The territory of Mottola began to be populated by indigenous peoples from the Bronze Age (12th -10th century BC), while the Japigi settled in the Iron Age. Since 207 B.C. it has been conquered by the Romans and then, in the middle ages by the Goths, the Byzantines, the Lombards, the Saracens and, from about 1040, the Normans, the Swabians and the Angevins.

From the original Byzantine fortification dating back to 1023 what remains today is a tower incorporated into the buildings near the church of Santa Maria Immacolata.

The historical route leads to the MEGALITHIC WALLS and then continues to the MOTHER CHURCH, whose period of construction is unknown, but certainly the rose window is Romanesque. The inscription on the portal attests to its extension in 1507.

The great statue of Saint Thomas Becket, archbishop of Canterbury and the patron saint of the city dates to the eighteenth-century.
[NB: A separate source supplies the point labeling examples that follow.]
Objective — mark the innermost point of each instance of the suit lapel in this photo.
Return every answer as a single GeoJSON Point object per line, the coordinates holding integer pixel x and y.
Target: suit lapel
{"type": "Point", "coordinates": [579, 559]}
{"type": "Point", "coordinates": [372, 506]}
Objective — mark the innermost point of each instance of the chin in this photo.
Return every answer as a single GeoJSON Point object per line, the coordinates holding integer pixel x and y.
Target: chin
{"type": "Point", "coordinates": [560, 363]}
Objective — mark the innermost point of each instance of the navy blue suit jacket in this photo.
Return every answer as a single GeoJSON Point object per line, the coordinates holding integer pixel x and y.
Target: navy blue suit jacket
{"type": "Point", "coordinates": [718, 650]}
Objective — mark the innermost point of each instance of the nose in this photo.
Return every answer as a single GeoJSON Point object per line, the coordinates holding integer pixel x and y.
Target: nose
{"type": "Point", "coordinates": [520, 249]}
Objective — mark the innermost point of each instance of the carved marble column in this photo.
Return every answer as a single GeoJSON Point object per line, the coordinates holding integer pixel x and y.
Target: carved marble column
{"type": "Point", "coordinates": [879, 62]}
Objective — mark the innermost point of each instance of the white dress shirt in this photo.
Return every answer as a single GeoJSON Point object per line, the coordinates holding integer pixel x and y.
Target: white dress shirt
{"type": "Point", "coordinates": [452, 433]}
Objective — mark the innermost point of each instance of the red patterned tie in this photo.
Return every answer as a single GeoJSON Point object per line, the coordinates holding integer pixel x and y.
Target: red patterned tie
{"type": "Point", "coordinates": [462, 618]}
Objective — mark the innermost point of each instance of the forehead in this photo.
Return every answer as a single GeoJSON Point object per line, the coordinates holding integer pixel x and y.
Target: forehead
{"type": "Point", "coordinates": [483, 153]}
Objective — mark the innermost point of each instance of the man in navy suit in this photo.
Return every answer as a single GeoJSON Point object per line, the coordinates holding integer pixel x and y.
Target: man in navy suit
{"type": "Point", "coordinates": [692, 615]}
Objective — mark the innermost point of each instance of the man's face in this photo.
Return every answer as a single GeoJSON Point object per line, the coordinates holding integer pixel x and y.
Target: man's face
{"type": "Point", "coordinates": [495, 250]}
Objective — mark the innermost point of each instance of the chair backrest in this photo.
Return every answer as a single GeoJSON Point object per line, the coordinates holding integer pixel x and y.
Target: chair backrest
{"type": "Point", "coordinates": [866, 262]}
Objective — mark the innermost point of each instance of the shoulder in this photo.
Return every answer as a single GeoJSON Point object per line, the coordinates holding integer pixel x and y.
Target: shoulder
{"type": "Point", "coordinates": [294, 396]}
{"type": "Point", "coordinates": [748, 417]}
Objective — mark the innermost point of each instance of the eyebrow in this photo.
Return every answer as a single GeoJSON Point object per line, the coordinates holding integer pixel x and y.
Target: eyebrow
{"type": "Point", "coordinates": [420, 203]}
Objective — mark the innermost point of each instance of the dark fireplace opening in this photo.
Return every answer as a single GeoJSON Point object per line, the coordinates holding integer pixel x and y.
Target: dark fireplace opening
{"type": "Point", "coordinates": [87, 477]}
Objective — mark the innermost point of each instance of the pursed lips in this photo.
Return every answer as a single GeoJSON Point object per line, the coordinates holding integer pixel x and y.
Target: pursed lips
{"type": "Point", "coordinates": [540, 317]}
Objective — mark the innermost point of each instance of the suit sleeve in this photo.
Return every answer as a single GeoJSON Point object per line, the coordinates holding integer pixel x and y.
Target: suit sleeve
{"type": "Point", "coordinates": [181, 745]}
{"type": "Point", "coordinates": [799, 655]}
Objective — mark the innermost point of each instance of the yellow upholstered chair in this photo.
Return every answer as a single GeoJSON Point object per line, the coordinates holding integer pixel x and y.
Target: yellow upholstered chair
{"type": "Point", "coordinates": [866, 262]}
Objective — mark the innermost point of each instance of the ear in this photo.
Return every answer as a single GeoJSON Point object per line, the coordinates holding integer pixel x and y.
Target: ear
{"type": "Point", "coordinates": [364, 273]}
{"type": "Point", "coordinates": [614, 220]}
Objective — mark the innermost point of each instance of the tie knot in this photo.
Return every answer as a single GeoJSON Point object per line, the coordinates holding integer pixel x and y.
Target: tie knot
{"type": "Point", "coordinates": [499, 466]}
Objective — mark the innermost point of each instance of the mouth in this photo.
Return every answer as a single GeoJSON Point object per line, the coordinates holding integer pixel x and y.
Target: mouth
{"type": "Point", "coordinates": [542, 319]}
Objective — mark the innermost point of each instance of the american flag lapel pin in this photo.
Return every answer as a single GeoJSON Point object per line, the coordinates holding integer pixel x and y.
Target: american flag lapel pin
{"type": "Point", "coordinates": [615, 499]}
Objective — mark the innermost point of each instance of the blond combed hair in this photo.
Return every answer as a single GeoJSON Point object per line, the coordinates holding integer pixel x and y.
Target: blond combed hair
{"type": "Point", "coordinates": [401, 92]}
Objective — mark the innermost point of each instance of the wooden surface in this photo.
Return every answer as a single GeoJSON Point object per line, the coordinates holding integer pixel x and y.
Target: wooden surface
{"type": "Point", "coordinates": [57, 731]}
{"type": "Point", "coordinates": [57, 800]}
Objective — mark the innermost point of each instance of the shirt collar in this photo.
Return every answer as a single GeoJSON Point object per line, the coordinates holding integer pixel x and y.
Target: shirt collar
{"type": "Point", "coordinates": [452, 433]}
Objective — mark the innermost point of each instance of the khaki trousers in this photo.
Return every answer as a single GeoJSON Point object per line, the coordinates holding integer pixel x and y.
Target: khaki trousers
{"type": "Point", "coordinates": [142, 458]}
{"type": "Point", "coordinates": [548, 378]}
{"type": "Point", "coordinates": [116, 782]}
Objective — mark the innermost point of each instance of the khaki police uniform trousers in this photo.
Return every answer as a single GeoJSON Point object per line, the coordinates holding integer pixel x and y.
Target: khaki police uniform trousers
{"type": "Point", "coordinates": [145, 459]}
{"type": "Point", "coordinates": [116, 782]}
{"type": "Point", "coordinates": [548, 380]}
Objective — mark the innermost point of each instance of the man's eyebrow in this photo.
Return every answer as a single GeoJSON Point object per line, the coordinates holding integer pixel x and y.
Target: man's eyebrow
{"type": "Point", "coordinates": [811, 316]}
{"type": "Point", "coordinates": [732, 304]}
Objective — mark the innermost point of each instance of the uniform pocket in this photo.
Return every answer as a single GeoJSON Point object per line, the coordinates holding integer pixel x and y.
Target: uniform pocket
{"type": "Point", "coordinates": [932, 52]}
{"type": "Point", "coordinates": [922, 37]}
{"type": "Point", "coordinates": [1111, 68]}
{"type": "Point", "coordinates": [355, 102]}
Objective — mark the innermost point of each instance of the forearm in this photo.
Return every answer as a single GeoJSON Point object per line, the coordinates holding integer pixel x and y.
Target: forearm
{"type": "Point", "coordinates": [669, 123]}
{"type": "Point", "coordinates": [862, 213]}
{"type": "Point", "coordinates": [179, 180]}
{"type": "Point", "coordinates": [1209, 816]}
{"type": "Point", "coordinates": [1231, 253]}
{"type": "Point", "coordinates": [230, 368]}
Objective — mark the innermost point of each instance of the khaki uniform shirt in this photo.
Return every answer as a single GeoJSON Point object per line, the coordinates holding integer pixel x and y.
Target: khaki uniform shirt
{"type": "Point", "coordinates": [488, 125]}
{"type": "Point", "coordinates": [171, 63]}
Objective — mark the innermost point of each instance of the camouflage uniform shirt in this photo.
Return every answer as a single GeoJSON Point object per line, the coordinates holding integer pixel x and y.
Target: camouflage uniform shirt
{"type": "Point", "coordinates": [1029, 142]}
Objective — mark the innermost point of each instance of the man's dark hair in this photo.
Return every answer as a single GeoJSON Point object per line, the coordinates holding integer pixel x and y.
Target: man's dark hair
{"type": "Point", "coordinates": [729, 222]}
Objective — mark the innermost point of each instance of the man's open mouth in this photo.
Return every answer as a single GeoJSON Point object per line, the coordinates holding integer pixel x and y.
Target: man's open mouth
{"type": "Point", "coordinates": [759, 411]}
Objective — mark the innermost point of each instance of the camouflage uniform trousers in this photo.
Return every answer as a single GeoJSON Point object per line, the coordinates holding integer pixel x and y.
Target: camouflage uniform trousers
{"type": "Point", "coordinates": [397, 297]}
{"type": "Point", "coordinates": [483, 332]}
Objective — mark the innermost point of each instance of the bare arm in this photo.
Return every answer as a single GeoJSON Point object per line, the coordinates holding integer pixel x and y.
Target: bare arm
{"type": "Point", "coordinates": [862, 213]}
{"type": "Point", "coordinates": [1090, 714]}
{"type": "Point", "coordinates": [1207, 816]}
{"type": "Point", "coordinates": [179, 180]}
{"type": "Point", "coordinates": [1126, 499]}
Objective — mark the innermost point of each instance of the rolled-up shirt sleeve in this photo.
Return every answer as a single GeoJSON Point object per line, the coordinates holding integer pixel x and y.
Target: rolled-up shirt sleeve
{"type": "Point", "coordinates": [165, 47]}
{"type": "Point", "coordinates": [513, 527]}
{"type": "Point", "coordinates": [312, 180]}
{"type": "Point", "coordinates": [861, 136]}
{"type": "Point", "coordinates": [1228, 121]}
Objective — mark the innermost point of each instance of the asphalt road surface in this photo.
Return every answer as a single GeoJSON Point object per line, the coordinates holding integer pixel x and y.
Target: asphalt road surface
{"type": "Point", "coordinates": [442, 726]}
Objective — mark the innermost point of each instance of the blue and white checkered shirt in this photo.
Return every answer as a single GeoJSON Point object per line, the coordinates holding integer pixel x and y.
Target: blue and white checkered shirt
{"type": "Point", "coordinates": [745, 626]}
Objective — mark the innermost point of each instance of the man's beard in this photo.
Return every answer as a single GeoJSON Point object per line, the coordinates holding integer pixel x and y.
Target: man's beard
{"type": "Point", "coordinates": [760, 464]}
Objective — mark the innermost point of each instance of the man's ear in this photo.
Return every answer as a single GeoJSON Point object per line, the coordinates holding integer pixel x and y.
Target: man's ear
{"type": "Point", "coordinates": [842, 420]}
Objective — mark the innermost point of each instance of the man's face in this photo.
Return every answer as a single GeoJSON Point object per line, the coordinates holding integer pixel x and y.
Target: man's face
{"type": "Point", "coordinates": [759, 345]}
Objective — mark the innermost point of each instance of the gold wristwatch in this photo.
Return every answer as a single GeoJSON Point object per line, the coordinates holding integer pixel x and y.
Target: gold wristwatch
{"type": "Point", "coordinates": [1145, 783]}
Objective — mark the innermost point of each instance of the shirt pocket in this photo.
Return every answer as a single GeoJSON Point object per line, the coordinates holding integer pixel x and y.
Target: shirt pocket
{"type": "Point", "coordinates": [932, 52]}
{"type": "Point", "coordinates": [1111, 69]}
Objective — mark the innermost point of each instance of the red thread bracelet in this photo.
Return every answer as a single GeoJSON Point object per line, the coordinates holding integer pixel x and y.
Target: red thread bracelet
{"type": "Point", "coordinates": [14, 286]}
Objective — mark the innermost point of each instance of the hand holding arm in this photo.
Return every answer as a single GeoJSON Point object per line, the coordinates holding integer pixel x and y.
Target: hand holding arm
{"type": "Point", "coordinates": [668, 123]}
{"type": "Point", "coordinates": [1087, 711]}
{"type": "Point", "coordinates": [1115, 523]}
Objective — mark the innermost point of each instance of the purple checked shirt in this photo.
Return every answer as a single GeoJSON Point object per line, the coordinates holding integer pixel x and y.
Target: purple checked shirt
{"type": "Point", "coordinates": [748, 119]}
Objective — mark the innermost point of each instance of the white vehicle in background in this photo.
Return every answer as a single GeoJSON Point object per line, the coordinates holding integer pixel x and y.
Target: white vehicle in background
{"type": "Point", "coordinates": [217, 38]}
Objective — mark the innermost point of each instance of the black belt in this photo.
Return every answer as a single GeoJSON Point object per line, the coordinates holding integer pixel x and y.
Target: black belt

The painting of the Last Supper is exquisite. The bell tower, declared a national monument in 1890, dates back to the 14th-15th century. You then visit the circular Byzantine Tower made from calcareous stone, with earthy mortar that preserves the waters of an ancient well.

You can visit the ROCK CHURCHES AND CRYPTS, the most important ones of which are located at the Masseria Casalrotto where there are the remains of an ancient Benedictine Abbey. Among the other churches we remember that of the Madonna delle Sette Lampade, that of San Gregorio, Sant’Angelo, Santa Margherita and San Nicola.